There are a few things that I thought I'd mention, since we are having a civil discussion here.
First, processor clockspeed comparisons between two different core designs are really useless. I could explain in gory detail all that is involved in proving this statement, but I'd probably lose 99% of you in the process. (AKDejaVu and I could have some fun debating though.
) In general the
shorter the pipeline is in the CPU, the faster it will be at the same clockspeed as a competing processor with a longer pipeline. Without factoring in ways of "cheating" to shorten the pipeline (branch prediction and hardware prefetch), you need to go through a number of tasks to complete each instruction. Pipelining a CPU breaks the three major tasks in the ALU down into a number of smaller jobs, this allows higher clockspeeds, as less needs to be done per clock. (In case you are interested those 3 main jobs are "fetch", "decode", and "execute". "Fetch" grabs the next instruction from memory, "decode" determines what the instruction is and what memory locations to read and write from/to, and "execute" does just what it says.) Now in the case of the Athlon there are 11 stages in its pipeline. The P4 has 20 stages. What this tells you is that it is much easier to hit higher clockspeeds on the P4 than on the Athlon. It also tells you that at the SAME clockspeed the Athlon has a worst case performance level almost 2x that of the P4. Now those "tricks" I mentioned before like hardware prefetch and branch prediction can allow you to essentially eliminate stages in the pipeline for better performance, but both the Athlon XP and P4 both incorporate these features. (The P4 has somewhat better hardware prefetching abilities, because it has extra bandwidth on it's FSB to allow it to do so, than the Athlon XP. On the other hand, the Athlon XP has a superior branch prediction unit than the P4 does.)
It's also worth touching on the fact that the Athlon XP has a VASTLY superior x87 floating point unit than the P4. The P4 lives and dies by it's SSE2 instruction set to achieve parity with the Athlon XP in floating point intensive tasks. (Most mathematical software and direct x games are very floating point intensive, and in fact you'll find that in benchmarks the Athlon tends to dominate in these types of tasks.)
Now to be fair I should mention that the P4's ALU (arithmetic logic unit) is at least as good as that in the Athlon, but with one noteworthy difference: It operates at 2x core frequency.
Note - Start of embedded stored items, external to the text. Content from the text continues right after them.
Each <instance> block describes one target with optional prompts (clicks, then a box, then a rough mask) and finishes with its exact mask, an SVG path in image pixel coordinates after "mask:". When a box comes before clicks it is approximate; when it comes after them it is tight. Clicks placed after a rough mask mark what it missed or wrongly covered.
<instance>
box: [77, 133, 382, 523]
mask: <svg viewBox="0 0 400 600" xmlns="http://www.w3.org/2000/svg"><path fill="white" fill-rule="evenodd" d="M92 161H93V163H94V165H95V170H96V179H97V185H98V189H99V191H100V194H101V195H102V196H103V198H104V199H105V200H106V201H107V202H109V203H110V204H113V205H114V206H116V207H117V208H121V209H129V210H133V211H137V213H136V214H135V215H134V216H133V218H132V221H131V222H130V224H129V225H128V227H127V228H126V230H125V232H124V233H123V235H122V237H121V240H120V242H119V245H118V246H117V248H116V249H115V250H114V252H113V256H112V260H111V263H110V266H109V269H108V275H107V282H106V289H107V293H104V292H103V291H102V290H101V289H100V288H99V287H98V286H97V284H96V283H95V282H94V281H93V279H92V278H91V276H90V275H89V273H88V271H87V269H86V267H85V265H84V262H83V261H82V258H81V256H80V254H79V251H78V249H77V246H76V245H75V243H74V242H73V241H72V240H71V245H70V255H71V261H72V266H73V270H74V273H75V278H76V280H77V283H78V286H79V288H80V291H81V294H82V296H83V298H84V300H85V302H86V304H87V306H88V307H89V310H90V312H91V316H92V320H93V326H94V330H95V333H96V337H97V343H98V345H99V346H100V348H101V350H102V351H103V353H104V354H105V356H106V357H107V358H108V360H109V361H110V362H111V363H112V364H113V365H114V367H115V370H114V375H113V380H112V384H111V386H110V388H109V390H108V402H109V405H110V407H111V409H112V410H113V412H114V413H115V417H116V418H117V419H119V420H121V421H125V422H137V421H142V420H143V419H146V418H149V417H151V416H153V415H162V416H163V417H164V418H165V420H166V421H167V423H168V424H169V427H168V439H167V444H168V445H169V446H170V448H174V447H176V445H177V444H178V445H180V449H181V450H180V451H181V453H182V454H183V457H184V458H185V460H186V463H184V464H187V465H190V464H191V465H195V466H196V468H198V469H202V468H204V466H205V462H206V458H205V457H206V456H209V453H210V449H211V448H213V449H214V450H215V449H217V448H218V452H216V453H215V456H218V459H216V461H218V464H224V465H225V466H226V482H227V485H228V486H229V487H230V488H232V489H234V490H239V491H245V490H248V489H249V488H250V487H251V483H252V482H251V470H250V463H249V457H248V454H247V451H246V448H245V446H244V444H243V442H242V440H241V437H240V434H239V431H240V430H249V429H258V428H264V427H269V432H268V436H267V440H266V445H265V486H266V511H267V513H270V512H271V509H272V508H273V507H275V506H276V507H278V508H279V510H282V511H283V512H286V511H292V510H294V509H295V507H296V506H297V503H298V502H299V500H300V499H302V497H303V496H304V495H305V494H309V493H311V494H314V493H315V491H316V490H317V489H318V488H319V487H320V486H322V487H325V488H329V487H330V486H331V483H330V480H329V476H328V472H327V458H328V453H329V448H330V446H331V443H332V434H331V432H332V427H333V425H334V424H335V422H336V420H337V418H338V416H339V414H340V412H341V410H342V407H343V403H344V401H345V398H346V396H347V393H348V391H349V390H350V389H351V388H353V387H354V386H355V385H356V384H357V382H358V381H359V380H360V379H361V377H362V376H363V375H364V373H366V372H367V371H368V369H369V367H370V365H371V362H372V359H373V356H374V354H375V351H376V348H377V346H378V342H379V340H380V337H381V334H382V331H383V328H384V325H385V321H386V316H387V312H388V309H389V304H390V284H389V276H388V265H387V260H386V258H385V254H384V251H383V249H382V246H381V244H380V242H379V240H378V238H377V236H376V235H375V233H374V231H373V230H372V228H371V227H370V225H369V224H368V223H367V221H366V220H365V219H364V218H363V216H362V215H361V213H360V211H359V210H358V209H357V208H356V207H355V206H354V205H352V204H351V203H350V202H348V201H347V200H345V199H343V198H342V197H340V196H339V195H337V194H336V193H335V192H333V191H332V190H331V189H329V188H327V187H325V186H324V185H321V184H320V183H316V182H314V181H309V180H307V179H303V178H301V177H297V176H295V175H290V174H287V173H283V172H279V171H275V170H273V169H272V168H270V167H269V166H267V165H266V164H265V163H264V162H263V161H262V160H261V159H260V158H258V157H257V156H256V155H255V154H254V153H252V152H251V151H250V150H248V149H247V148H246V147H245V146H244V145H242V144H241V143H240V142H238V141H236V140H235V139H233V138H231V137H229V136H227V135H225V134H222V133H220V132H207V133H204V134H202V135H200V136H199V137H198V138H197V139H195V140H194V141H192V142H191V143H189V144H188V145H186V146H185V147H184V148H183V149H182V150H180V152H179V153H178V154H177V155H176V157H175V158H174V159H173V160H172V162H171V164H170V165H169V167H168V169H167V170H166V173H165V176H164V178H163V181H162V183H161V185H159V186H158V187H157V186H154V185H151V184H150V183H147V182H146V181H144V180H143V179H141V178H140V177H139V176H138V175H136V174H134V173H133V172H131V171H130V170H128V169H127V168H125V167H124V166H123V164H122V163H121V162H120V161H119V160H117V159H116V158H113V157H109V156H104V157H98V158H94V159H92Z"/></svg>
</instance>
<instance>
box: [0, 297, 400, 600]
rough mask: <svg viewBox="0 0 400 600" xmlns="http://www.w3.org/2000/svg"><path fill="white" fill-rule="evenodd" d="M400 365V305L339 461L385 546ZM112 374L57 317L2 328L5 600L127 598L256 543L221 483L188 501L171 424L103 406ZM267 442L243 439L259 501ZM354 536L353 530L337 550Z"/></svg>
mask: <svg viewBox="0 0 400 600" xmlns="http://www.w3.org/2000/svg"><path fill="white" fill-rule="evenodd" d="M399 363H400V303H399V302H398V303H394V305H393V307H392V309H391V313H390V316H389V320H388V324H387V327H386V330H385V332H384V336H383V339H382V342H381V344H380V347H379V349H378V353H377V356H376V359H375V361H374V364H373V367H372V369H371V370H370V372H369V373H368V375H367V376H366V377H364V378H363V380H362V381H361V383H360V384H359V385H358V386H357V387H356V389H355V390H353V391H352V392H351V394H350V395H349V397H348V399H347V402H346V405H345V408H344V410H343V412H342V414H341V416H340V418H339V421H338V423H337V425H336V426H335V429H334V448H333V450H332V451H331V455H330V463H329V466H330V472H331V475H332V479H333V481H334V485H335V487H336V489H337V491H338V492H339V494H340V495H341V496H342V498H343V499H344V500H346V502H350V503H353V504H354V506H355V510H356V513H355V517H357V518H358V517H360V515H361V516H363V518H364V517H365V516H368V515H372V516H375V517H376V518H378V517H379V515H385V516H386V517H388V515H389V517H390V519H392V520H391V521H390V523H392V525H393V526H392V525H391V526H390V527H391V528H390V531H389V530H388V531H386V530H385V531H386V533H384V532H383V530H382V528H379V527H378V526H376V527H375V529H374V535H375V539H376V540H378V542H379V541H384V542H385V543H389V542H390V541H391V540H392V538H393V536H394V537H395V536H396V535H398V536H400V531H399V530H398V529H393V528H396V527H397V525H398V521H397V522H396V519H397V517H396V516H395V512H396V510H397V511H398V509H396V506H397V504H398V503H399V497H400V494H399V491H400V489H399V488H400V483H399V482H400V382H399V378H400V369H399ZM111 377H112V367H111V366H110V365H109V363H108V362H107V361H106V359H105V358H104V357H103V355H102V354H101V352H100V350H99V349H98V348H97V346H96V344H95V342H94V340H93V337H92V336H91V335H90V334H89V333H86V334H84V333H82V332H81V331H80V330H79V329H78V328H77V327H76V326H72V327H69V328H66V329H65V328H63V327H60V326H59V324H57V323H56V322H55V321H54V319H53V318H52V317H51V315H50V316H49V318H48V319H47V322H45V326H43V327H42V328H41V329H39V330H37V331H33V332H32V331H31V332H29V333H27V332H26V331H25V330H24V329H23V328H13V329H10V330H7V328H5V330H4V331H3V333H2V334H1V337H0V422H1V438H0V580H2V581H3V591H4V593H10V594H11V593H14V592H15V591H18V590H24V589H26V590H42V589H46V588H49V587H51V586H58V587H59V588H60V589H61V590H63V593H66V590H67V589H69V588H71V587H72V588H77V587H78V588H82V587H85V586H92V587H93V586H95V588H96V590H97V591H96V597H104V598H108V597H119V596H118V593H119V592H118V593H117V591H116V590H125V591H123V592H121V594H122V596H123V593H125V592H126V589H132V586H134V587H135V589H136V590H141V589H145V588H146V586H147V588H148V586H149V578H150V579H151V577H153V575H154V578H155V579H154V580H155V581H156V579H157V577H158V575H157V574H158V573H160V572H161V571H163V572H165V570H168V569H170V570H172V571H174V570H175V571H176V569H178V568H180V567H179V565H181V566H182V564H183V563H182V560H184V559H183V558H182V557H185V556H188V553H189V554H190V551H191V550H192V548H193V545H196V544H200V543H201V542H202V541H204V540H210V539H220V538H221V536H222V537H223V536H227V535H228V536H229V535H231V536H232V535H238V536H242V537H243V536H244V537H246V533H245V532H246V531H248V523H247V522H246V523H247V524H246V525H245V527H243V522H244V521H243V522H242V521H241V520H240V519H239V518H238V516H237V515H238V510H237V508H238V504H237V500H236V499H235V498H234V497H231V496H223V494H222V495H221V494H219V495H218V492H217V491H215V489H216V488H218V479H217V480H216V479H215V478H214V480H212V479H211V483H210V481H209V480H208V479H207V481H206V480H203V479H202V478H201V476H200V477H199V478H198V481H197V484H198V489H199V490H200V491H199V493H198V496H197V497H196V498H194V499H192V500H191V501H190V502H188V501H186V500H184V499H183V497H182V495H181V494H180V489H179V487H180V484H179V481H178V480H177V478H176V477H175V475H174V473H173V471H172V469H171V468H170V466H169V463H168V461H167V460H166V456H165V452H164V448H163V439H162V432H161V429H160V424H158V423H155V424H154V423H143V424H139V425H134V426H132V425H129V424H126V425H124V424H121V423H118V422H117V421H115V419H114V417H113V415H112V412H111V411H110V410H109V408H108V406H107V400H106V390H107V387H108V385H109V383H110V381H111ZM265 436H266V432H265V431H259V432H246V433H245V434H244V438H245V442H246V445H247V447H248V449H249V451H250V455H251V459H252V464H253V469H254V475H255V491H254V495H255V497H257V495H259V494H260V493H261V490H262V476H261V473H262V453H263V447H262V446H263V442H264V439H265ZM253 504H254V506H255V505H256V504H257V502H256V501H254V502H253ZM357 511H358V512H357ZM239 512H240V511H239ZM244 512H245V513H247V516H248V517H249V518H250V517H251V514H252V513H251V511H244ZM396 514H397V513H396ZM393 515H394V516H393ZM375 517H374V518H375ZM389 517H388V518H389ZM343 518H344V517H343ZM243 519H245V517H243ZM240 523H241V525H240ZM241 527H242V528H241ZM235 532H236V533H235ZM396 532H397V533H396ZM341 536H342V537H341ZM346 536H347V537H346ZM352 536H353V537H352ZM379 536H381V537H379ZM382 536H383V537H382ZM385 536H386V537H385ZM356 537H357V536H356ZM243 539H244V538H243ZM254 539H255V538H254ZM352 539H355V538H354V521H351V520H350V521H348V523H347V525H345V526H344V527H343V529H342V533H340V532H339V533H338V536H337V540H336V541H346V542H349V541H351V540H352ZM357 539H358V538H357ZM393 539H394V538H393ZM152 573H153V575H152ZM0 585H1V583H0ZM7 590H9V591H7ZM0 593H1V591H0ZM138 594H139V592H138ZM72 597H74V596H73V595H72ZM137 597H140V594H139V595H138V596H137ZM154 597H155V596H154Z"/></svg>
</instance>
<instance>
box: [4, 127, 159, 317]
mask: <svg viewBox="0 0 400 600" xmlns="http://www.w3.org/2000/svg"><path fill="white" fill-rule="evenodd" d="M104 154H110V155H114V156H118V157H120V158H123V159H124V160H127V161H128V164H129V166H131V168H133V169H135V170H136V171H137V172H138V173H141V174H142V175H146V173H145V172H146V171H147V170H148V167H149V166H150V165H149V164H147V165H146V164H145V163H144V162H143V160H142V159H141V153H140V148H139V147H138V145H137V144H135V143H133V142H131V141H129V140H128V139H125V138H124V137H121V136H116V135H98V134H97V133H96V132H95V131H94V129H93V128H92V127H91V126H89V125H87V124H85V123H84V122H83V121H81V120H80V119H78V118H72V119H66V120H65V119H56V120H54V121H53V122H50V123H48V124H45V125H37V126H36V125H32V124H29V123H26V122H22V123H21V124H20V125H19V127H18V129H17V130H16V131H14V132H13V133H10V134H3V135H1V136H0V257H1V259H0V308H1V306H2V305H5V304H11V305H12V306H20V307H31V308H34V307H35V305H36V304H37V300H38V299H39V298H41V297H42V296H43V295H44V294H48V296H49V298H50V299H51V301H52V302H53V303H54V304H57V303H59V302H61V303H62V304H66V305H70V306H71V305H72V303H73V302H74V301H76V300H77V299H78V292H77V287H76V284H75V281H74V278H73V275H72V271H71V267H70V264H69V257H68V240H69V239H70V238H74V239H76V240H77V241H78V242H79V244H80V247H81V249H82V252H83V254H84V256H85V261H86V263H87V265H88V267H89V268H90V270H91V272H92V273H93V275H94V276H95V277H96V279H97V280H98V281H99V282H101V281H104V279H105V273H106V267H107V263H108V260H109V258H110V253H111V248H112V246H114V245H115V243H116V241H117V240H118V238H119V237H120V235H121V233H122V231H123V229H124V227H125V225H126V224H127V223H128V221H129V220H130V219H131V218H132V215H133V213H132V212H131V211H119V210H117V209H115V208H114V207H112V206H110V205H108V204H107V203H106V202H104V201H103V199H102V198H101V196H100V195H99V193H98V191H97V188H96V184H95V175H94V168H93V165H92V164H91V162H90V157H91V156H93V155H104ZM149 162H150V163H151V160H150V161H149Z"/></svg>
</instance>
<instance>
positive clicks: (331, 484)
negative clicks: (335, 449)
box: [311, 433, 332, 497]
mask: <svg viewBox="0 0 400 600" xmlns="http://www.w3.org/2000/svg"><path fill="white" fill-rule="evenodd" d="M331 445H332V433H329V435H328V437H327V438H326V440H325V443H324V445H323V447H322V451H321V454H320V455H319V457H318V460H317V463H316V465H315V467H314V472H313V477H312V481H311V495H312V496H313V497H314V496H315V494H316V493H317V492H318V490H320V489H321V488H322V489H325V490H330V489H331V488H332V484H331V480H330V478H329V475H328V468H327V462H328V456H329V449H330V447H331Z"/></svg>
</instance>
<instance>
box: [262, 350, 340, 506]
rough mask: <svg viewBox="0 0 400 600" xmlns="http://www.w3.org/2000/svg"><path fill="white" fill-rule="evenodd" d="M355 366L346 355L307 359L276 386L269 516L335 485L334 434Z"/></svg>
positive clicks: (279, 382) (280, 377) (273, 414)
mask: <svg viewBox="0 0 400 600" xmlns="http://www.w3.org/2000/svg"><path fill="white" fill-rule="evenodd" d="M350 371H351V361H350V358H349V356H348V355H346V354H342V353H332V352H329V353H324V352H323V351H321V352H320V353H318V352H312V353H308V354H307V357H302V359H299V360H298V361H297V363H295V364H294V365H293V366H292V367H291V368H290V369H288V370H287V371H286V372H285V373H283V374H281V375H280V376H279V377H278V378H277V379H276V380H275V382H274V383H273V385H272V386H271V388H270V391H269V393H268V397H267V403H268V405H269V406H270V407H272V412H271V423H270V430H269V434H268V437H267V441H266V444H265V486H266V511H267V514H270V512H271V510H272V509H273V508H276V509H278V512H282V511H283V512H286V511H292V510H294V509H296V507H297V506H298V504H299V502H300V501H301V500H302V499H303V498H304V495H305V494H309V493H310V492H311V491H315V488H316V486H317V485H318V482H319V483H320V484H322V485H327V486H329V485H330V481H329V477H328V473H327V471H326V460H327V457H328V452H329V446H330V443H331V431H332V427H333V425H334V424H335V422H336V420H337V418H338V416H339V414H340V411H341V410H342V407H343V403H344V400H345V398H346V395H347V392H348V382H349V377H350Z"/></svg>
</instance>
This will result in the P4 gaining an edge in some applications as the clock speeds continue to ramp up.
Both companies like to resort to clever marketing names when describing their CPU architectures. Intel calls their P4 architecture "netburst", which IMO is deceptive to the general (ie, uneducated in CPU design) public. "Netburst" is TOTALLY UNRELATED to the Internet. AMD calls their CPU architecture "Quantispeed", which doesn't mean anything, but sounds kind of neat.
Because of the general level of ignorance of CPU benchmarks, other than raw clockspeed comparisons, AMD has switched to a PR type rating scheme. If you actually do compare performance between a system identically configured with a P4 1.7 Ghz and an Athlon XP 1700+ (1466 Mhz clock) you will find that AMD has actually underrated their CPUs for the most part. The 1700+ is certainly a match, and generally superior to, the 2 Ghz P4 with Rambus ram. If you put SDRAM in a P4 system you might as well cut it's performance by 30+ percent. When looking at P4 systems it is very important to avoid SDRAM powered (i845) systems like the plague. (Unless you feel good in knowing that your old P3 1 Ghz would actually outperform your brand new P4 1.6 Ghz in most benchmarks
)
I'd write more if others are interested.